My web-application allows users to specify custom URI path components which comply with the following restrictions:
- All characters must be lowercase.
- Be at least 2 characters long.
- First character must match
[a-z]
. - The last character must match
[0-9a-z]
. - All other characters must match
[0-9a-z_\-]
. - The
-
and_
characters must not exist as a consecutive run of 2 or more.- i.e. The string must not contain
--
,__
,_-
, or-_
.
- i.e. The string must not contain
I've implemented the first 5 rules in a regular-expression easily enough:
^[a-z][0-9_a-z\-]*[0-9a-z]$
...however I don't know how to implement the last rule in a single regex.
I thought I'd start by just trying to change the regex so it won't match --
(as in a--b
) - and I was thinking it could be a negative-lookahead, as it's asserting that that regex does not contain --
(right?):
Lookahead and lookbehind, collectively called “lookaround”, are zero-length assertions just like the start and end of line, and start and end of word anchors. [...] The difference is that lookaround actually matches characters, but then gives up the match, returning only the result: match or no match. That is why they are called “assertions”. They do not consume characters in the string, but only assert whether a match is possible or not
But adding (?!\-\-)
to the regular expression (on regex101.com) in various spots, or as a lookbehind (?<!\-\-)

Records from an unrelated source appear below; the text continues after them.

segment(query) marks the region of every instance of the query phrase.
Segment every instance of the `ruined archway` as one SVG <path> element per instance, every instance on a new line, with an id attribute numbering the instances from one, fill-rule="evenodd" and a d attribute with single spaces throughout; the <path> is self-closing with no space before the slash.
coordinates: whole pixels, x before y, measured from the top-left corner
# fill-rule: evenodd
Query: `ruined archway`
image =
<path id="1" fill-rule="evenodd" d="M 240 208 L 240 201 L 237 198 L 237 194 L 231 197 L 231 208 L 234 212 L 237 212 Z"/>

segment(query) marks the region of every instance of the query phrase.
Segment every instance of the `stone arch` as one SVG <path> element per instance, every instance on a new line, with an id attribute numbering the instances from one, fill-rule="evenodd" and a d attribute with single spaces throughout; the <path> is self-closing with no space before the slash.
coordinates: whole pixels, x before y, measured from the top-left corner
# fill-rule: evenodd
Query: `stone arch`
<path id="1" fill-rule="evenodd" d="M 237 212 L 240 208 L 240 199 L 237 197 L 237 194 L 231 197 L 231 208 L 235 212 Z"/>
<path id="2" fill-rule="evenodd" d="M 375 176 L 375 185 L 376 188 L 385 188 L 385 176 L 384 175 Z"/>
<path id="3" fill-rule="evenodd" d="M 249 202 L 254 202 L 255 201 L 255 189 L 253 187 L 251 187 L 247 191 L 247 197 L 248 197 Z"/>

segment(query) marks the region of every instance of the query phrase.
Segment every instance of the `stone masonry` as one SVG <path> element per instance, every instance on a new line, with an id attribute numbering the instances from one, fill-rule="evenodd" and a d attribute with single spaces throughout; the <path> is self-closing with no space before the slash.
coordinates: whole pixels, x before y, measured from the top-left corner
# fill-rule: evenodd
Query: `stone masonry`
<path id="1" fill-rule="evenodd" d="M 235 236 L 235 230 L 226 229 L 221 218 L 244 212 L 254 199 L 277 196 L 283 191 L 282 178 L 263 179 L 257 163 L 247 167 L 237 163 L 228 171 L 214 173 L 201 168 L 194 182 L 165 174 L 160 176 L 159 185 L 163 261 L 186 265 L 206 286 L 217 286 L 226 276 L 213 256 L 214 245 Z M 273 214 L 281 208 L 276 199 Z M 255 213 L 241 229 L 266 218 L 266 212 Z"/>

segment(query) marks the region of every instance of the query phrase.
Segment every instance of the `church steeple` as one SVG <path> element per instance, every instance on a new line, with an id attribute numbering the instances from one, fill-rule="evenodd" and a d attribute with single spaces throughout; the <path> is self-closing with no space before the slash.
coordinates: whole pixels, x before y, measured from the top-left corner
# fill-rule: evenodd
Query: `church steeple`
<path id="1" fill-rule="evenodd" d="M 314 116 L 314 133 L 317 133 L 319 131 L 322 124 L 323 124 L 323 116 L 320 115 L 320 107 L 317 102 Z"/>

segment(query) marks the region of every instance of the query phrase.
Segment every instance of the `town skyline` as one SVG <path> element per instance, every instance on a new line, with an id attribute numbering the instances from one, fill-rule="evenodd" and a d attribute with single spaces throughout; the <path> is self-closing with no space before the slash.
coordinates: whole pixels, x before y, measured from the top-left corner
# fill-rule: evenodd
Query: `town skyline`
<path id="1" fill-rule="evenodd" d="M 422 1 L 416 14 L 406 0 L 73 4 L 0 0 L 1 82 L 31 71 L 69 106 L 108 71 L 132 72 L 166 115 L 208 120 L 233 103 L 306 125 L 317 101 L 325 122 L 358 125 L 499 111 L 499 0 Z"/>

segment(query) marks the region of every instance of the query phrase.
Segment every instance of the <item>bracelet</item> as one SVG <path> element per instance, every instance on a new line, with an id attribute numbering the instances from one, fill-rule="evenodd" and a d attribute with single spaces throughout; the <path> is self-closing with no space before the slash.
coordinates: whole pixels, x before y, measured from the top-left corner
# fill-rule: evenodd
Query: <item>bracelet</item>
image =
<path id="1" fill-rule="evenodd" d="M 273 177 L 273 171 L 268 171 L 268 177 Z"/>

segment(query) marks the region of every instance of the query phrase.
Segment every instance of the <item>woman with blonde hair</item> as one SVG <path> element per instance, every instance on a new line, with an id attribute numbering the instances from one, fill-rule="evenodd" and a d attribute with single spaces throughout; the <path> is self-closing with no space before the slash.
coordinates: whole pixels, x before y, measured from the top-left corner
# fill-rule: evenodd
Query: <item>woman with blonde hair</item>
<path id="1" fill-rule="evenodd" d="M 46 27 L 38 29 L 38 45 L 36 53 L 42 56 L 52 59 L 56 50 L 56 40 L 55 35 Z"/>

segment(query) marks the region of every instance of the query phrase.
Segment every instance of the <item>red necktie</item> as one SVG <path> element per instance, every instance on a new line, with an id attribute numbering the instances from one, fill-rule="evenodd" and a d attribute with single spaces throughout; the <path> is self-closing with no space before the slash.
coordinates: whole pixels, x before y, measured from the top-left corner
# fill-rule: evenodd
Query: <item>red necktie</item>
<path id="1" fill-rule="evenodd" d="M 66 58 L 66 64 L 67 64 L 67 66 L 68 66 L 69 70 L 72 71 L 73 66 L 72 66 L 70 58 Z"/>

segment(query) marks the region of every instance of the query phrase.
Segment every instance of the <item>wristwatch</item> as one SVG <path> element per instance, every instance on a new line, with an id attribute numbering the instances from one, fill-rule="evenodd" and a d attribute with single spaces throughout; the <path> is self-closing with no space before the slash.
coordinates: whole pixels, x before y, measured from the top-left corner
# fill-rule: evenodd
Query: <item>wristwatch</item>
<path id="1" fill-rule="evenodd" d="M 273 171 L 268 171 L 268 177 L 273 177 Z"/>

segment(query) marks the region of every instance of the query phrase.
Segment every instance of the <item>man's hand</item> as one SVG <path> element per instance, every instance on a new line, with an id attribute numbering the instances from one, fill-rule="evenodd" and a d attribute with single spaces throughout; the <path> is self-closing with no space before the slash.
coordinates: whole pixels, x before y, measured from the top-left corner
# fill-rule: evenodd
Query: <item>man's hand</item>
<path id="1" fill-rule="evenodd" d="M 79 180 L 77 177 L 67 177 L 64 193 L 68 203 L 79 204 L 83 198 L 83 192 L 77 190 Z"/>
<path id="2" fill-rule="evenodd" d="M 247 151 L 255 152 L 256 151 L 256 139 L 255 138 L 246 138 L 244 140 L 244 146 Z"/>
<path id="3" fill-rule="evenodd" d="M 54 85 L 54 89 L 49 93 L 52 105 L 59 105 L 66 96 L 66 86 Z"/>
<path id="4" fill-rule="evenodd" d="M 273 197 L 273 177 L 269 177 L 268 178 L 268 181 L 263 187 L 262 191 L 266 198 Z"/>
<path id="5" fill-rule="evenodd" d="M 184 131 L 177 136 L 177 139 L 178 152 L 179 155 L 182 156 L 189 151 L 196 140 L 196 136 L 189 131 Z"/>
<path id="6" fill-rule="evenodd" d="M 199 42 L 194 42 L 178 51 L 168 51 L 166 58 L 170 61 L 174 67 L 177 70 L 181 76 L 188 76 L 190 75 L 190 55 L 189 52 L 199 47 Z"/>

does not cause strings like a--b
to not-match.
i.e. all of these patterns match foo--bar
when it shouldn't.
(?!\-\-)^[a-z][0-9_a-z\-]*[0-9a-z]$
^(?!\-\-)[a-z][0-9_a-z\-]*[0-9a-z]$
^[a-z](?!\-\-)[0-9_a-z\-]*[0-9a-z]$
^[a-z](?!\-\-)(?:[0-9_a-z\-]*)[0-9a-z]$
^[a-z][0-9_a-z\-]*(?!\-\-)[0-9a-z]$
^[a-z][0-9_a-z\-]*(?<!\-\-)[0-9a-z]$
CodePudding user response:
You can place the negative lookahead right after matching a-z at the start of the string.
As you don't want to match any combination of - and - you can use 2 character classes (?!.*[_-][_-])
As the [_-][_-]
part can occur anywhere in the string, you can precede it with .*
optionally matching any character.
If you omit .*
the assertion only runs on the current position, which in this case would be after matching the a-z at the start of the string.
^[a-z](?!.*[_-][_-])[0-9_a-z-]*[0-9a-z]$